Утро уходило у него на мыканье по свету, то есть по гостиным, отчасти на дела и службу, – вечер нередко он начинал спектаклем, а кончал всегда картами в Английском клубе или у знакомых, а знакомы ему были все.
В карты играл он без ошибки и имел репутацию приятного игрока, потому что был снисходителен к ошибкам других, никогда не сердился, а глядел на ошибку с таким же приличием, как на отличный ход. Потом он играл и по большой, и по маленькой, и с крупными игроками, и с капризными дамами.

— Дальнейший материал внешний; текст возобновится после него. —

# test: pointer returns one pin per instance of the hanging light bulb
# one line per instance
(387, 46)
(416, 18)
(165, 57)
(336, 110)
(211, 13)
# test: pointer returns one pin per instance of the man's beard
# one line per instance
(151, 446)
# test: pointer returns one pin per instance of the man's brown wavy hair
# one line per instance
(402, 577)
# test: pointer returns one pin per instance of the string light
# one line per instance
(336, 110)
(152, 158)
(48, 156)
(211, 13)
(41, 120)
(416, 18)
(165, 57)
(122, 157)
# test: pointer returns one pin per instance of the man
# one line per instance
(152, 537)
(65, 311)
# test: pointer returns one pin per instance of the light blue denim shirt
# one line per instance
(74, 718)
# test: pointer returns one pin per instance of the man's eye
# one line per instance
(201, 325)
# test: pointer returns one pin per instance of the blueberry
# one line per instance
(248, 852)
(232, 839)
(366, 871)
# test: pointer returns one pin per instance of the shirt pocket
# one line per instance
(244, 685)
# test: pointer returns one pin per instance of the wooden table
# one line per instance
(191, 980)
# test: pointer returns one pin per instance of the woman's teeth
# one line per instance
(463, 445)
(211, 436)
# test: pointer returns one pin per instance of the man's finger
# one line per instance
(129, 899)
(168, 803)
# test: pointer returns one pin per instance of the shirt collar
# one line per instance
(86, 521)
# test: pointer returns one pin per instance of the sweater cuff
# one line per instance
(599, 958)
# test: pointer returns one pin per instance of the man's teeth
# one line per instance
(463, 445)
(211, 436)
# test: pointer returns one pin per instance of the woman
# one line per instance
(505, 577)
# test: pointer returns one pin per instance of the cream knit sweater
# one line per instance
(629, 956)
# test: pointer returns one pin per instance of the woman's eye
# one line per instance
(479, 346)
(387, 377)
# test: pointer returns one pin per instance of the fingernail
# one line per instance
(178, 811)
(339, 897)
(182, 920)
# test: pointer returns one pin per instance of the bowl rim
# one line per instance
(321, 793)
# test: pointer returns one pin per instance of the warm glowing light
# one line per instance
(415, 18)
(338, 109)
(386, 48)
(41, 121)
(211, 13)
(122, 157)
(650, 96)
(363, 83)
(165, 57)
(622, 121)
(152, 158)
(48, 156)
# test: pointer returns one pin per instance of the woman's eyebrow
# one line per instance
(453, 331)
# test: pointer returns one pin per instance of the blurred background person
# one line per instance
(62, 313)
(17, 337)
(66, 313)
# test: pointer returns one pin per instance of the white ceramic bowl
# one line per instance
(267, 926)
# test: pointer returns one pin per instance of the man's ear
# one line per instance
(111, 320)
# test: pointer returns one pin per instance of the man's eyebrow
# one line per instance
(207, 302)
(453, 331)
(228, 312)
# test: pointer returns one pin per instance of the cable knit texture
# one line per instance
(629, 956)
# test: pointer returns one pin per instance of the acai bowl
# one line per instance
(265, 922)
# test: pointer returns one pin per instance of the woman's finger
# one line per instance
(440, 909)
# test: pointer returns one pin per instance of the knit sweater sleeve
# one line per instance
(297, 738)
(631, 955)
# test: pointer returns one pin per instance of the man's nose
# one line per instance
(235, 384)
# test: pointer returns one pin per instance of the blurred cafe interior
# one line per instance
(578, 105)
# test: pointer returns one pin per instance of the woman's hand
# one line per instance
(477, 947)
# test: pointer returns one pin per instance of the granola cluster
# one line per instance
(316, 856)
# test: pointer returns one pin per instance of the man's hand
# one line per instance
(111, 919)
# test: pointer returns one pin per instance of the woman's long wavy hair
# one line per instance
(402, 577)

Строевую службу он прошел хорошо, протерши лямку около пятнадцати лет в канцеляриях, в должностях исполнителя чужих проектов. Он тонко угадывал мысль начальника, разделял его взгляд на дело и ловко излагал на бумаге разные проекты. Менялся начальник, а с ним и взгляд, и проект: Аянов работал так же умно и ловко и с новым начальником, над новым проектом – и докладные записки его нравились всем министрам, при которых он служил.
Теперь он состоял при одном из них по особым поручениям. По утрам являлся к нему в кабинет, потом к жене его в гостиную и действительно исполнял некоторые ее поручения, а по вечерам в положенные дни непременно составлял партию, с кем попросят. У него был довольно крупный чин и оклад – и никакого дела.
Если позволено проникать в чужую душу, то в душе Ивана Ивановича не было никакого мрака, никаких тайн, ничего загадочного впереди, и сами макбетовские ведьмы затруднились бы обольстить его каким-нибудь более блестящим жребием или отнять у него тот, к которому он шествовал так сознательно и достойно. Повыситься из статских в действительные статские, а под конец, за долговременную и полезную службу и «неусыпные труды», как по службе, так и в картах, – в тайные советники, и бросить якорь в порте, в какой-нибудь нетленной комиссии или в комитете, с сохранением окладов, – а там, волнуйся себе человеческий океан, меняйся век, лети в пучину судьба народов, царств, – все пролетит мимо его, пока апоплексический или другой удар не остановит течение его жизни.